The audience nodded and mumbled concurrence.
He bent down, speaking poetic syllables in a language foreign to Nwah's experience, and he wrapped one hand around the woman's knee. Energy rucked at the fur across Nwah's chest. The man's gaze was challenging, and he raised his voice for one last stanza.
“Behold!” the man said as he placed his other hand over the woman's thigh. “By Agathan's structures,” he said as flames kicked up around the cauldron, “I give you true power.”
He then clapped his hands loudly over his head.
The audience gasped as the woman rose to one knee and brushed dirt off her breeches.
The man stood to tower over her once again, and as he rose, she too stood fully, testing her legs by kneeling and rising again, and again.
“It's better,” she said, leaning in to give the man a hug. “Thank you so much, Lord Pelten.”
The audience roared with applause.
“This is the power I am offering you,” the Healer said when the celebrations died down. “This is the power of the structures!”
He paced back and forth across the hardened ground. The woman stood still by the cauldron.
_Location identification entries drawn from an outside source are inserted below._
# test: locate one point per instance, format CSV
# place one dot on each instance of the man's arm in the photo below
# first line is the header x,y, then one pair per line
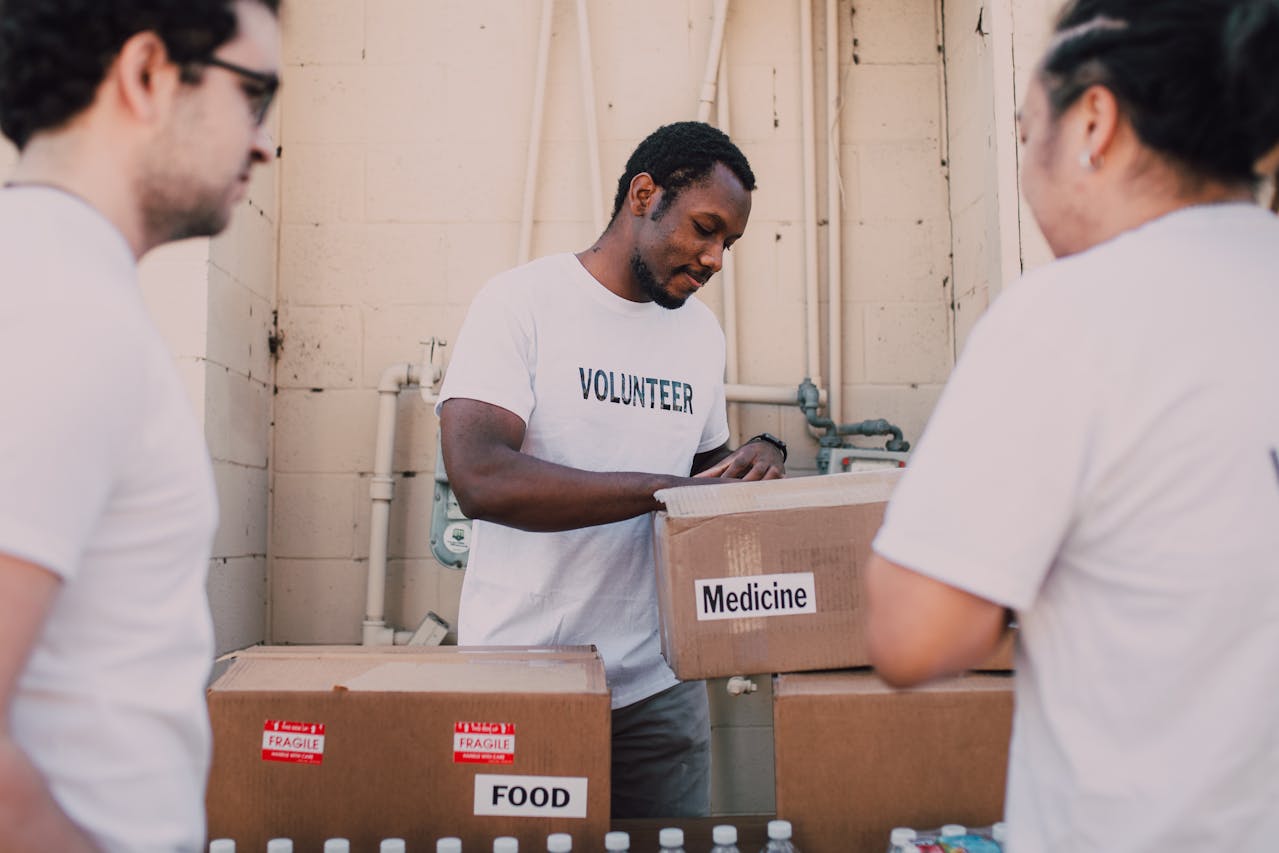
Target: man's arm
x,y
30,819
752,461
920,628
495,482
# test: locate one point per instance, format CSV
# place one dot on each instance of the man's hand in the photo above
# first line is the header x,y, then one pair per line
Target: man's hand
x,y
752,461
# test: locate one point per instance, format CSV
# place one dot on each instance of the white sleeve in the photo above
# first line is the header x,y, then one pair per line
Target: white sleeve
x,y
69,418
494,357
991,490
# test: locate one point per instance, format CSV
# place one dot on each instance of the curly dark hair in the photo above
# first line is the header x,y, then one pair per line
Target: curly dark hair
x,y
1197,78
679,155
55,53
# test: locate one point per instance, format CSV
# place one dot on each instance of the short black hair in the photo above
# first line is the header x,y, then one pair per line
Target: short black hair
x,y
1197,79
679,155
55,53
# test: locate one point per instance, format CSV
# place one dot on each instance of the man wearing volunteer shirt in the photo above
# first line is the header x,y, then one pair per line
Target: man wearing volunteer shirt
x,y
581,385
138,123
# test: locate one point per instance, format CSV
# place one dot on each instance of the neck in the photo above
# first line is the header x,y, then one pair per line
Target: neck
x,y
68,161
609,262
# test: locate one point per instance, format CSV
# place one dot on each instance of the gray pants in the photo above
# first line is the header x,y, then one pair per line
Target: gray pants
x,y
661,755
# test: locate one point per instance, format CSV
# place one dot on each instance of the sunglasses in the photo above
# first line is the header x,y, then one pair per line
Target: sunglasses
x,y
258,87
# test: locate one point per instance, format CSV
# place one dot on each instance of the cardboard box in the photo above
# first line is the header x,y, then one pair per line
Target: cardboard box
x,y
856,757
765,577
409,742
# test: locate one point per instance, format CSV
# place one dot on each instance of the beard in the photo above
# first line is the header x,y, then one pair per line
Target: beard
x,y
650,285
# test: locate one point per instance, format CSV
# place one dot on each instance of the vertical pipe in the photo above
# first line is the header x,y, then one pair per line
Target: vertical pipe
x,y
834,226
535,134
592,133
728,275
713,62
807,102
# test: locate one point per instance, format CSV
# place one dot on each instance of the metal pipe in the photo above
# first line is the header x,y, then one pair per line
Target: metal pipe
x,y
381,489
812,362
713,62
834,221
592,134
535,134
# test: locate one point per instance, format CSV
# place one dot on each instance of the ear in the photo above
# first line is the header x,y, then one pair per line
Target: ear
x,y
142,77
1100,119
643,193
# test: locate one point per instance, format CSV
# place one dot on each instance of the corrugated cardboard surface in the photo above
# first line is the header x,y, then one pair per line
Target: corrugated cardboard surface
x,y
819,524
856,759
388,766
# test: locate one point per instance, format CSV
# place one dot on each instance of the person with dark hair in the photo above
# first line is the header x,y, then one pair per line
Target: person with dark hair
x,y
1133,527
577,391
137,123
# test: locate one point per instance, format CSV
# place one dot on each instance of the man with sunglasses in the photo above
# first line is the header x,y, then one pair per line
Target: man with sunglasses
x,y
137,123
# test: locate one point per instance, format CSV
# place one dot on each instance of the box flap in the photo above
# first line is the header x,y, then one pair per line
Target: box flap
x,y
833,490
416,670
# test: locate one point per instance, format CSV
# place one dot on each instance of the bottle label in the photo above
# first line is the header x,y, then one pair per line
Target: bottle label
x,y
757,595
531,796
484,743
301,743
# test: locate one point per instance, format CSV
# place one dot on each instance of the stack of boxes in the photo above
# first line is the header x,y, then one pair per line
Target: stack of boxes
x,y
768,578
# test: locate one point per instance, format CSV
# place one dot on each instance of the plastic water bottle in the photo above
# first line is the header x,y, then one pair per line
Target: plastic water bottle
x,y
724,838
779,838
899,838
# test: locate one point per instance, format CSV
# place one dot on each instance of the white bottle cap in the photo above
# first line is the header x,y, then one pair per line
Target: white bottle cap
x,y
779,830
724,835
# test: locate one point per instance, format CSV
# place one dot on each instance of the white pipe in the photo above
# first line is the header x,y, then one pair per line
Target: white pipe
x,y
834,221
728,274
535,134
770,394
812,363
381,489
592,134
713,62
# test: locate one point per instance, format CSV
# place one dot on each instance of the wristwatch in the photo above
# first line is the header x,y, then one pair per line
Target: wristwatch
x,y
771,439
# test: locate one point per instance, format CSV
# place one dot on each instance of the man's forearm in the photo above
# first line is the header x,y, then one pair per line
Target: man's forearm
x,y
31,821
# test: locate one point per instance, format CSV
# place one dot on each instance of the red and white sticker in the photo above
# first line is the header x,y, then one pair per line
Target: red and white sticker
x,y
484,743
301,743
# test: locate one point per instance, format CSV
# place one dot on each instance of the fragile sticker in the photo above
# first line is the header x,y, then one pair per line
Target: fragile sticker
x,y
484,743
757,595
530,796
301,743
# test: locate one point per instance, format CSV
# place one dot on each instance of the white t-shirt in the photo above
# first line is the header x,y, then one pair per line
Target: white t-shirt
x,y
105,481
1104,462
601,384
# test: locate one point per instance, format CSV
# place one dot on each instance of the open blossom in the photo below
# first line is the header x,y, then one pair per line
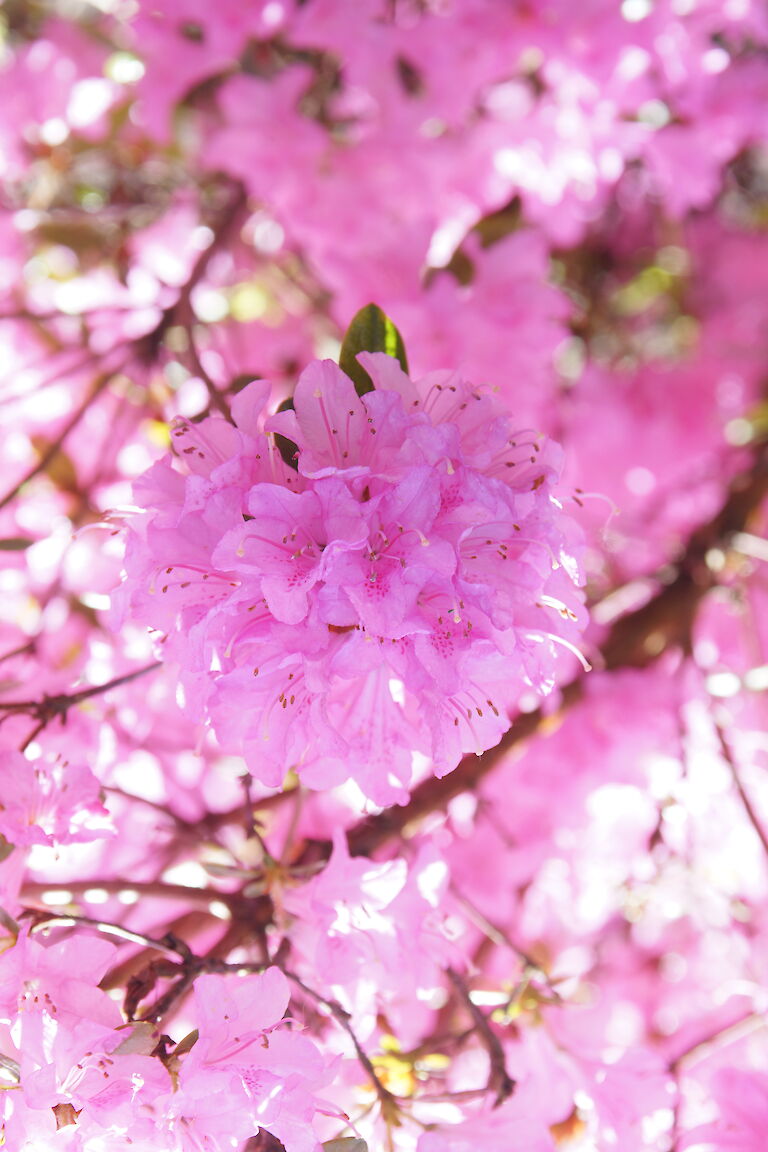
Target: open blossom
x,y
398,590
48,802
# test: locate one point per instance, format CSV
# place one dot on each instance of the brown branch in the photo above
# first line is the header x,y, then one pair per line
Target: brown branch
x,y
744,796
389,1106
52,706
635,641
500,1082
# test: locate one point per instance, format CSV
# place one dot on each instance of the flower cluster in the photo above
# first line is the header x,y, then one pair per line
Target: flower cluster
x,y
85,1081
395,591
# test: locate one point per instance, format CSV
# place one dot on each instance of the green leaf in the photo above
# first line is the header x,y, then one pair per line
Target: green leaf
x,y
15,544
371,331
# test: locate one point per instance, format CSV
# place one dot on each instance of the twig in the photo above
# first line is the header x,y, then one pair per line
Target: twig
x,y
500,1082
736,775
52,706
635,641
388,1101
168,945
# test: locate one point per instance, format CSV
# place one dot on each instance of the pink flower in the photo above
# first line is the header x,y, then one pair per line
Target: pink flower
x,y
246,1071
397,591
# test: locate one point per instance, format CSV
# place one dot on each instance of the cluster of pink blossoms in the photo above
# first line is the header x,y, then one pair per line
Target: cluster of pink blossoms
x,y
77,1077
395,591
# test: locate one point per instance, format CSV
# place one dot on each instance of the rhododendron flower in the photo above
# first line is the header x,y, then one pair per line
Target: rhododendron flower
x,y
396,591
245,1071
377,934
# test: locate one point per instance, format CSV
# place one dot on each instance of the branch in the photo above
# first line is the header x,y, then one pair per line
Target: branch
x,y
499,1078
635,641
52,706
389,1106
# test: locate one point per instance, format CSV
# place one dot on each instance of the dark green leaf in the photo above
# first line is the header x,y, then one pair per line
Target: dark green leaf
x,y
286,447
371,331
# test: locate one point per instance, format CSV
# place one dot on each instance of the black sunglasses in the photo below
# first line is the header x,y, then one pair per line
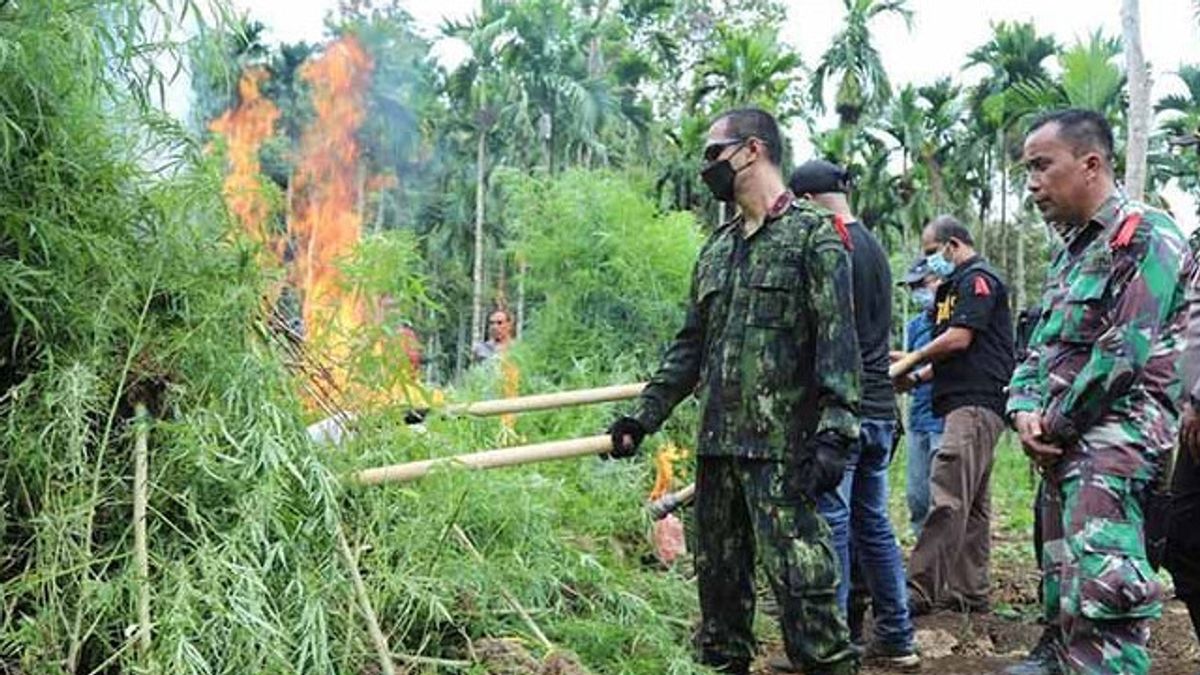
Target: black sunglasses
x,y
715,149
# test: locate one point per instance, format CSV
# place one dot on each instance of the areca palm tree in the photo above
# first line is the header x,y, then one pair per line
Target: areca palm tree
x,y
864,81
1181,120
748,67
1015,54
480,88
1091,78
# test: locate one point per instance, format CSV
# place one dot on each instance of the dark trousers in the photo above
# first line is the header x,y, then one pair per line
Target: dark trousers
x,y
1183,535
948,566
748,509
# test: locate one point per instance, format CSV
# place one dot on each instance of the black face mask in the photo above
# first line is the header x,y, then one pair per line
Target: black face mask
x,y
719,178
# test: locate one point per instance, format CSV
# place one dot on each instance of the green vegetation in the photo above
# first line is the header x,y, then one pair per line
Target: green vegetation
x,y
568,142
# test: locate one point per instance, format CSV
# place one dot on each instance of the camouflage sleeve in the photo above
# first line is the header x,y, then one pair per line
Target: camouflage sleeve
x,y
1145,294
678,370
1191,362
837,359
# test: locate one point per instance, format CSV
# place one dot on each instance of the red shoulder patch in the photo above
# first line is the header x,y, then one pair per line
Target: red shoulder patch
x,y
1125,233
839,223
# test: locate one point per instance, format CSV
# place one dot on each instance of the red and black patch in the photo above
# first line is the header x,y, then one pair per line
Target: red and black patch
x,y
1125,233
839,223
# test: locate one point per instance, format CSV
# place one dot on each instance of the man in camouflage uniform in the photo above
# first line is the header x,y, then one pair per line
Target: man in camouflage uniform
x,y
1095,399
768,347
1182,536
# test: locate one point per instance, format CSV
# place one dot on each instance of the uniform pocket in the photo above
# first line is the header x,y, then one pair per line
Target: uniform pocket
x,y
773,297
1115,578
1083,320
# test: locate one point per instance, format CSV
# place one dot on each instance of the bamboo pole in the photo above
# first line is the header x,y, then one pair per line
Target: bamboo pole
x,y
360,592
141,547
504,592
547,401
670,502
487,459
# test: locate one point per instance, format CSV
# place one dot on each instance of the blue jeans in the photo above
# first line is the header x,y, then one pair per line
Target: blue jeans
x,y
857,513
922,449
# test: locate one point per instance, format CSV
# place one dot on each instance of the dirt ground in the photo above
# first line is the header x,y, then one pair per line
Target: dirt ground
x,y
957,644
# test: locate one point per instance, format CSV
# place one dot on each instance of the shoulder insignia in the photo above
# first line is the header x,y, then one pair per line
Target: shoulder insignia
x,y
839,223
1125,233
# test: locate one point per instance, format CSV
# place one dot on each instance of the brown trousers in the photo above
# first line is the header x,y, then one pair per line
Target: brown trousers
x,y
949,563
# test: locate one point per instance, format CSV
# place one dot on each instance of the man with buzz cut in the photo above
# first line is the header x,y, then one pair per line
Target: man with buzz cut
x,y
971,357
1096,399
768,347
857,509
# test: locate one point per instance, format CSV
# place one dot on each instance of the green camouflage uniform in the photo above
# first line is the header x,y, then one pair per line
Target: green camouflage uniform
x,y
1102,371
769,348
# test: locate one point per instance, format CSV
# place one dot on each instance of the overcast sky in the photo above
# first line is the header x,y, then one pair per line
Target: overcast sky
x,y
943,31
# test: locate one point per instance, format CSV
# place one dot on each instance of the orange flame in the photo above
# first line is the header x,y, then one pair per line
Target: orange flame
x,y
327,221
244,129
664,464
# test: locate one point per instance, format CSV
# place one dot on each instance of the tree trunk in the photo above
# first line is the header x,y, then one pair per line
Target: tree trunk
x,y
1019,280
522,270
477,300
463,347
1003,204
984,203
1139,101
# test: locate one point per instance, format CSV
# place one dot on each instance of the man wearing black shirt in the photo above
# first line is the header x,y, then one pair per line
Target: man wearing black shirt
x,y
857,511
972,362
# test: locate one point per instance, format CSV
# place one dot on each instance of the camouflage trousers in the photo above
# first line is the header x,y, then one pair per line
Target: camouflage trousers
x,y
750,508
1097,585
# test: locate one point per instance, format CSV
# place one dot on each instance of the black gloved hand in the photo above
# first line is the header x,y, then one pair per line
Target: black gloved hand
x,y
627,435
415,416
823,465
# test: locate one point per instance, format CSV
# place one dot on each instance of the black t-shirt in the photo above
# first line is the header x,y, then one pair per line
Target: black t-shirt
x,y
975,297
873,320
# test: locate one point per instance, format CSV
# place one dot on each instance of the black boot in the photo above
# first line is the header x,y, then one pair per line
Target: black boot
x,y
724,664
1193,603
1043,658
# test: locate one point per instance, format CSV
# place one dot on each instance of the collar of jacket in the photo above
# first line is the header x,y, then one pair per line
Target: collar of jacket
x,y
967,266
1107,217
778,209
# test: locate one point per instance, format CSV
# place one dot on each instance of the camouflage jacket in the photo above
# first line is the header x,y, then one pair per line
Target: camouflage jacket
x,y
1189,365
1102,360
768,344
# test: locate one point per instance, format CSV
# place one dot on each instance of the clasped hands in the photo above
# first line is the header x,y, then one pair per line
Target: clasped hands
x,y
903,378
1031,430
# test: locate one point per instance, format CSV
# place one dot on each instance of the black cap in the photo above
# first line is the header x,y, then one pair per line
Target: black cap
x,y
819,175
917,273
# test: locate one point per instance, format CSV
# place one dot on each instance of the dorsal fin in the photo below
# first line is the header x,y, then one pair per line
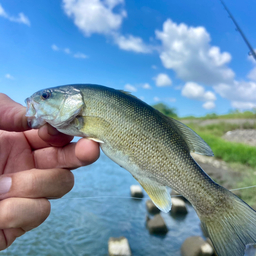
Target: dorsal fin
x,y
129,93
195,143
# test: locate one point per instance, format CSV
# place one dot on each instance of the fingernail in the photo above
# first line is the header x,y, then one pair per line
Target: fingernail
x,y
5,184
52,131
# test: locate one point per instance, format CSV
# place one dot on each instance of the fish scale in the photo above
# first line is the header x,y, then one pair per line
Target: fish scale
x,y
154,149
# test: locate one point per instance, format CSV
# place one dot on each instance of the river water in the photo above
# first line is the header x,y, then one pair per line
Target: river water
x,y
99,207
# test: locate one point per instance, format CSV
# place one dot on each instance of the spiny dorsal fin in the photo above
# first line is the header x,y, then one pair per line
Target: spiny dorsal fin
x,y
195,143
129,93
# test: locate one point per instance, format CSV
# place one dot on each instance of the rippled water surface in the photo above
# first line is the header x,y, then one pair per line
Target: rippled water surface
x,y
97,208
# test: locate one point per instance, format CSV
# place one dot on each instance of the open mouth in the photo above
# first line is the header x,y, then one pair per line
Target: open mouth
x,y
33,120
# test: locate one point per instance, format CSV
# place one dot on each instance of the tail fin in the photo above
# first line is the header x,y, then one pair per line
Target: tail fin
x,y
231,232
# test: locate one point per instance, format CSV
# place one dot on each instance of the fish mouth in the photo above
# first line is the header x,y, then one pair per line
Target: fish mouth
x,y
33,120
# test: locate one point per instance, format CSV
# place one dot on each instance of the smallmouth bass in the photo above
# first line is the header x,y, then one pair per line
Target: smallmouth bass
x,y
155,149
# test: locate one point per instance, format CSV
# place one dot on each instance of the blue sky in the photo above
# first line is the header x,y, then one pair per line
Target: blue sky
x,y
184,53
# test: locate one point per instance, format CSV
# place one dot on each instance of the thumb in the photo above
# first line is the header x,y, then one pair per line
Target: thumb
x,y
12,115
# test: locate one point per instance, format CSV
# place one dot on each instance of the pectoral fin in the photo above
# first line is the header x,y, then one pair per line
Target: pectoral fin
x,y
158,194
92,127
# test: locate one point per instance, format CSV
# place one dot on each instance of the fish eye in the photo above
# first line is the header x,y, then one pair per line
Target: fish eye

“You are each here because you are Healers,” he said. “Some came because I invited you, others came because rumors of the structures are spreading! But whatever your point of origin, you are
all
here because you are all frustrated. You are
all
here because, as we all know, while a Healer's touch is a wondrous thing, there are times when it has not been enough! We have all found ourselves in powerless moments when we cannot save the poor or the downtrodden. And what does the Collegium have to say in each of those cases? Nothing! In these cases, as a patient lies comatose and dying, writhing in pain, the Collegium provides nothing but condolences and the platitudes of old religions.”
Lord Pelten paused, and the hem of his robe swirled around his feet. He bent to peer at his audience.
“But I have this new approach. An approach that the Collegium does not want to hear! And do you know why they will not hear of it?”
He pointed at a young woman in the audience, who shook her head.
“It's because the Collegium fears people like us! It fears you and me because it does not own us! The dean himself banished me from the Collegium's august halls for merely speaking the truth that you have now seen
with your very own eyes! The Collegium fears the mere
idea
of Agathan structures, because these ideas are freely available for anyone who knows how to reach out and grab them!” He put his hand on the healed woman's shoulder. “They will not hear of this woman's new-found health because, and only because, the Collegium cares only to hold on to its traditions and wishes only to maintain its power!”
He paused again.
“So, who is with me?” Lord Pelten asked. “Who among you wants to learn the secret to the structures!”
There came a moment of silence.
Then.
“I do,” said a voice from the woods.
Nwah turned to see Kade step into the clearing. It had grown dark as nighttime had settled. Light from the fire made Kade's face appear gaunt.
:What are you doing?:
she said. A whisker of fear made her stomach tighten beyond her hunger. She did not like surprises. She did not like feeling out of control.
As Nwah spoke, Lord Pelten's head cocked inquisitively to the left, and his gaze fell directly upon her. “And who have we here?”
“I am called Kade.”
:Why didn't you tell me you were going to do this?:
Nwah said, standing taller now that she was exposed.
:Be calm,:
Kade replied.
But something in his voice angered her. He was acting without her. Dismissing her. It felt as though he was ignoring her, and it hurt.
“Welcome, then, young Kade,” Lord Pelten said without hesitation this time. “What a pleasant surprise to have a visitor from the wild. Please come forward.”
Kade motioned Nwah to join him and stepped fully into the healer's ring.
The audience fell silent, and Nwah noticed that now other residents emerged from the huts and lean-tos that
made up the rest of the village. They had not been prepared for an additional guest, and they looked at Kade and Nwah with an interest that made Nwah feel as if her underside were suddenly exposed.